Dans La jolie Madame Seidenman, Andrzej Szczypiorski (1928-2000) croise destins tragiques et situations iniques en un vrai carrousel littéraire.

5 août 2023 à 04:01

Andrzej Szczypiorski » L’écrivain polonais met en scène les drames qui ont secoué son pays dans un époustouflant roman sorti en 1988, réédité dans une traduction révisée.
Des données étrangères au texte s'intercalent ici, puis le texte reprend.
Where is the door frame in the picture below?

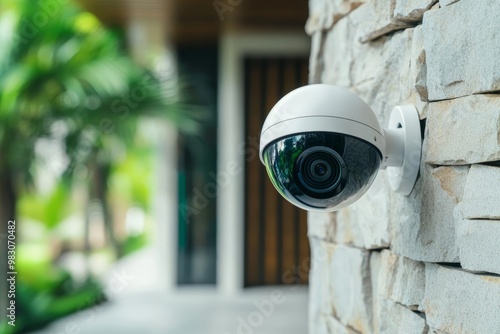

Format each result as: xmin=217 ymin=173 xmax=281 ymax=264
xmin=217 ymin=32 xmax=311 ymax=295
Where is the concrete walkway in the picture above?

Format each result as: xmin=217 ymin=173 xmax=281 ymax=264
xmin=32 ymin=251 xmax=308 ymax=334
xmin=30 ymin=287 xmax=307 ymax=334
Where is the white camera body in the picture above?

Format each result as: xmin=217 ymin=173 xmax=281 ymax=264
xmin=260 ymin=84 xmax=422 ymax=211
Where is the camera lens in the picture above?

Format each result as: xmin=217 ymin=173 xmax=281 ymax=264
xmin=295 ymin=147 xmax=344 ymax=194
xmin=314 ymin=162 xmax=327 ymax=176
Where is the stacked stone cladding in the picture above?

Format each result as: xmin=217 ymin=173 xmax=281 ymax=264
xmin=306 ymin=0 xmax=500 ymax=334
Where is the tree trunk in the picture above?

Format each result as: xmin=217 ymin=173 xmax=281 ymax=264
xmin=0 ymin=166 xmax=17 ymax=322
xmin=93 ymin=162 xmax=123 ymax=258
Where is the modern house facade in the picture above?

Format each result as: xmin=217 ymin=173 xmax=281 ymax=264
xmin=306 ymin=0 xmax=500 ymax=334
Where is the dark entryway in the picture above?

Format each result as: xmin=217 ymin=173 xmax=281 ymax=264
xmin=245 ymin=57 xmax=310 ymax=286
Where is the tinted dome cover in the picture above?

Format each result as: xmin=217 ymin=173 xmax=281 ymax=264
xmin=263 ymin=132 xmax=381 ymax=211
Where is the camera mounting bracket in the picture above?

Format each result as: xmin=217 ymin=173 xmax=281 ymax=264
xmin=384 ymin=105 xmax=422 ymax=195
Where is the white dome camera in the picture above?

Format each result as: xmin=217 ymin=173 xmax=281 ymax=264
xmin=260 ymin=84 xmax=422 ymax=211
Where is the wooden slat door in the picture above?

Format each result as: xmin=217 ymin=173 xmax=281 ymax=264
xmin=245 ymin=57 xmax=310 ymax=286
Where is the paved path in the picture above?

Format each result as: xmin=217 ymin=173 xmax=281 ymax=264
xmin=33 ymin=287 xmax=307 ymax=334
xmin=31 ymin=250 xmax=308 ymax=334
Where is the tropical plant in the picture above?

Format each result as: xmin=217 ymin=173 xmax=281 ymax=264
xmin=0 ymin=0 xmax=196 ymax=319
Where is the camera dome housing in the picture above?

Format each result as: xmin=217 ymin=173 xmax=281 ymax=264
xmin=260 ymin=84 xmax=421 ymax=211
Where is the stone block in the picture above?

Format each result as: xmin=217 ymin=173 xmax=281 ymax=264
xmin=372 ymin=250 xmax=425 ymax=310
xmin=309 ymin=238 xmax=334 ymax=324
xmin=439 ymin=0 xmax=460 ymax=7
xmin=306 ymin=0 xmax=367 ymax=35
xmin=376 ymin=299 xmax=429 ymax=334
xmin=307 ymin=211 xmax=335 ymax=241
xmin=391 ymin=164 xmax=469 ymax=262
xmin=334 ymin=172 xmax=389 ymax=249
xmin=329 ymin=245 xmax=372 ymax=333
xmin=457 ymin=219 xmax=500 ymax=274
xmin=424 ymin=263 xmax=500 ymax=334
xmin=422 ymin=0 xmax=500 ymax=101
xmin=425 ymin=94 xmax=500 ymax=165
xmin=456 ymin=165 xmax=500 ymax=220
xmin=408 ymin=25 xmax=428 ymax=104
xmin=360 ymin=0 xmax=412 ymax=43
xmin=327 ymin=317 xmax=359 ymax=334
xmin=394 ymin=0 xmax=438 ymax=23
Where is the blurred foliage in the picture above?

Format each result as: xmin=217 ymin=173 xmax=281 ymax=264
xmin=0 ymin=0 xmax=199 ymax=185
xmin=17 ymin=182 xmax=74 ymax=229
xmin=123 ymin=233 xmax=149 ymax=255
xmin=0 ymin=0 xmax=202 ymax=333
xmin=110 ymin=138 xmax=153 ymax=211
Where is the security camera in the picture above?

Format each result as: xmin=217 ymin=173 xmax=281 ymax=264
xmin=259 ymin=84 xmax=422 ymax=211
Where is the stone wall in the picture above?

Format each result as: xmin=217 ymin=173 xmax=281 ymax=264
xmin=306 ymin=0 xmax=500 ymax=334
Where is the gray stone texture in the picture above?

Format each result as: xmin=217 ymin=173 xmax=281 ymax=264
xmin=393 ymin=0 xmax=438 ymax=23
xmin=391 ymin=164 xmax=469 ymax=262
xmin=423 ymin=0 xmax=500 ymax=101
xmin=457 ymin=219 xmax=500 ymax=274
xmin=425 ymin=94 xmax=500 ymax=165
xmin=378 ymin=250 xmax=425 ymax=310
xmin=376 ymin=299 xmax=429 ymax=334
xmin=424 ymin=264 xmax=500 ymax=334
xmin=306 ymin=0 xmax=500 ymax=334
xmin=457 ymin=165 xmax=500 ymax=220
xmin=329 ymin=245 xmax=372 ymax=333
xmin=439 ymin=0 xmax=460 ymax=7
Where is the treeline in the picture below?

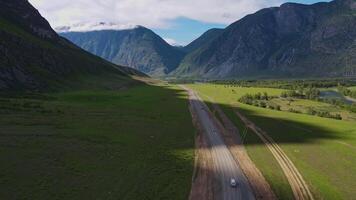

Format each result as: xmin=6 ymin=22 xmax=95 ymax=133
xmin=210 ymin=79 xmax=356 ymax=90
xmin=239 ymin=92 xmax=281 ymax=110
xmin=238 ymin=91 xmax=342 ymax=120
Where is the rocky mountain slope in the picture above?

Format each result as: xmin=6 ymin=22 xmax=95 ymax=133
xmin=183 ymin=28 xmax=224 ymax=53
xmin=61 ymin=26 xmax=185 ymax=76
xmin=0 ymin=0 xmax=141 ymax=91
xmin=172 ymin=0 xmax=356 ymax=78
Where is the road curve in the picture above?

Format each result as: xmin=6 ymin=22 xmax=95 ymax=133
xmin=181 ymin=86 xmax=255 ymax=200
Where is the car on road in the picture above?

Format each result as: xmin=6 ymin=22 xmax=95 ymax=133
xmin=230 ymin=178 xmax=237 ymax=188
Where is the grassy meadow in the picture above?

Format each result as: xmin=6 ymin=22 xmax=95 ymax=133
xmin=189 ymin=84 xmax=356 ymax=199
xmin=0 ymin=84 xmax=195 ymax=200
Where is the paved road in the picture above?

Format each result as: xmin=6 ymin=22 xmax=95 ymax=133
xmin=182 ymin=86 xmax=255 ymax=200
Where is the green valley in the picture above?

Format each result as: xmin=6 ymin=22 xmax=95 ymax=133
xmin=0 ymin=80 xmax=195 ymax=199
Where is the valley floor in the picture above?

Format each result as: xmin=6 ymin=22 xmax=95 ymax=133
xmin=0 ymin=80 xmax=195 ymax=199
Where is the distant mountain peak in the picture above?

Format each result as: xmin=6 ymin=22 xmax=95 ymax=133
xmin=55 ymin=21 xmax=141 ymax=33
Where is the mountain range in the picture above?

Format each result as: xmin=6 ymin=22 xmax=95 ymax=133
xmin=0 ymin=0 xmax=143 ymax=90
xmin=61 ymin=0 xmax=356 ymax=79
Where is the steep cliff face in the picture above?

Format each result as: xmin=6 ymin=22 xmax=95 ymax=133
xmin=173 ymin=0 xmax=356 ymax=78
xmin=61 ymin=27 xmax=185 ymax=76
xmin=0 ymin=0 xmax=139 ymax=90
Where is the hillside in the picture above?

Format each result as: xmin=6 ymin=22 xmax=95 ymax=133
xmin=61 ymin=26 xmax=184 ymax=76
xmin=183 ymin=28 xmax=224 ymax=53
xmin=172 ymin=0 xmax=356 ymax=79
xmin=0 ymin=0 xmax=141 ymax=91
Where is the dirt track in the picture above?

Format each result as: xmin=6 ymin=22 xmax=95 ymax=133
xmin=235 ymin=111 xmax=314 ymax=200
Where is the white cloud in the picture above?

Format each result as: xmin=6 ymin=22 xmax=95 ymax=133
xmin=29 ymin=0 xmax=282 ymax=28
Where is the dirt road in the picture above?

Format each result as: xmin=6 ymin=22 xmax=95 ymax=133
xmin=181 ymin=86 xmax=255 ymax=200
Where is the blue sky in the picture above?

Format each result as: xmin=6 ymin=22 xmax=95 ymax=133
xmin=153 ymin=0 xmax=326 ymax=45
xmin=29 ymin=0 xmax=325 ymax=45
Dans la Pologne de 1943 où elle vit grâce à ses faux papiers de veuve catholique d’un officier polonais, la «jolie Madame Seidenman» (qui donne son titre français au roman d’Andrzej Szczypiorski) devra son salut à une chaîne de bonnes volontés. Cette blonde délicate aux yeux bleus, mariée à un médecin juif décédé avant la guerre, traverse – comme les autres personnages du livre – quatre décennies d’histoire de ce pays dont elle illustre les souffrances et les idéaux dévoyés.
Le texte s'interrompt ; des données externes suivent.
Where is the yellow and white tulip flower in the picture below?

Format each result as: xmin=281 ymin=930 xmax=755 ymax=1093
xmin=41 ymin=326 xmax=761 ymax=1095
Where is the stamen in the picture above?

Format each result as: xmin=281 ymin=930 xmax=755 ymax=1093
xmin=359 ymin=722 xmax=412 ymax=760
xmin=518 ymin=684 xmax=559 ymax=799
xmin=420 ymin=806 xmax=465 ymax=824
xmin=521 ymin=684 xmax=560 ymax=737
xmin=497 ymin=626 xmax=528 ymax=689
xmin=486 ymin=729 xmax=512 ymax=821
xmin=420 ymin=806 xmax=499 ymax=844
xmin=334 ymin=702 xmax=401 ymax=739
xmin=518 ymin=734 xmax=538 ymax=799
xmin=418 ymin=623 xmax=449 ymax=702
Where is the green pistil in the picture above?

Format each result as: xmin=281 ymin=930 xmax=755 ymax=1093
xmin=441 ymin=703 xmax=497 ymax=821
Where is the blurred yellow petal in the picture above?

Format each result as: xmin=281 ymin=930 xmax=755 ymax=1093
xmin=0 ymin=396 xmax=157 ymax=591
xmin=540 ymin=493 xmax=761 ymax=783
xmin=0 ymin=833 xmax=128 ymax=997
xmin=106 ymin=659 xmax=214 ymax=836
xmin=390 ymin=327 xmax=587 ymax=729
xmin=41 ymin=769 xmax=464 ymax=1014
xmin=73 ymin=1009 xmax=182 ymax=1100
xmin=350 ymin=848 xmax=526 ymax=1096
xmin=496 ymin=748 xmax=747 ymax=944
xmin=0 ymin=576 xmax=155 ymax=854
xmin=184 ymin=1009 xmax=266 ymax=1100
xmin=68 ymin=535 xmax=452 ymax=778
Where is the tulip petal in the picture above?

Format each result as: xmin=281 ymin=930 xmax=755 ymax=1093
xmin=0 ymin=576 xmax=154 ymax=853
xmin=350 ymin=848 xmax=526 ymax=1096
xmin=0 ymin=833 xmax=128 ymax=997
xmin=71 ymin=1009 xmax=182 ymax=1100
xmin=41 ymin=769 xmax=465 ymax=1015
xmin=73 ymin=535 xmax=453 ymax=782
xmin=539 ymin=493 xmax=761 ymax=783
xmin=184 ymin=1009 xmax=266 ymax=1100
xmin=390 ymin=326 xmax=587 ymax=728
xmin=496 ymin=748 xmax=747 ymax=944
C’est la dénonciation d’un coreligionnaire qui vaut à Irma Seidenman d’être arrêtée par la Gestapo à Varsovie en 1943. Elle s’accroche obstinément à son nom polonais: Maria Magdalena Gostomska. Si elle semble refouler son identité juive, c’est non seulement parce qu’elle fait partie des Juifs assimilés mais parce qu’elle incarne les fluctuations aussi identitaires d’une nation écartelée entre Prusse, Autriche-Hongrie, Russie, avant son indépendance balayée par l’invasion allemande.

Héros et salauds

L’auteur né en 1928, fier d’appartenir à une Pologne libre mais honteux de l’antisémitisme de ses compatriotes, a pris part au soulèvement de Varsovie. Déporté au camp de Sachsenhausen (près de Berlin) il en revient en 1945 pour achever ses études et participer à la vie culturelle de son pays dirigé par un gouvernement communiste à la botte de Moscou. Nouvelles désillusions, résurgence de l’antisémitisme lors des purges communistes de 1968, répressions brutales de toute contestation, jusqu’à la loi martiale de 1981 qui permet au régime en place d’emprisonner ses détracteurs, dont fait partie Szczypiorski.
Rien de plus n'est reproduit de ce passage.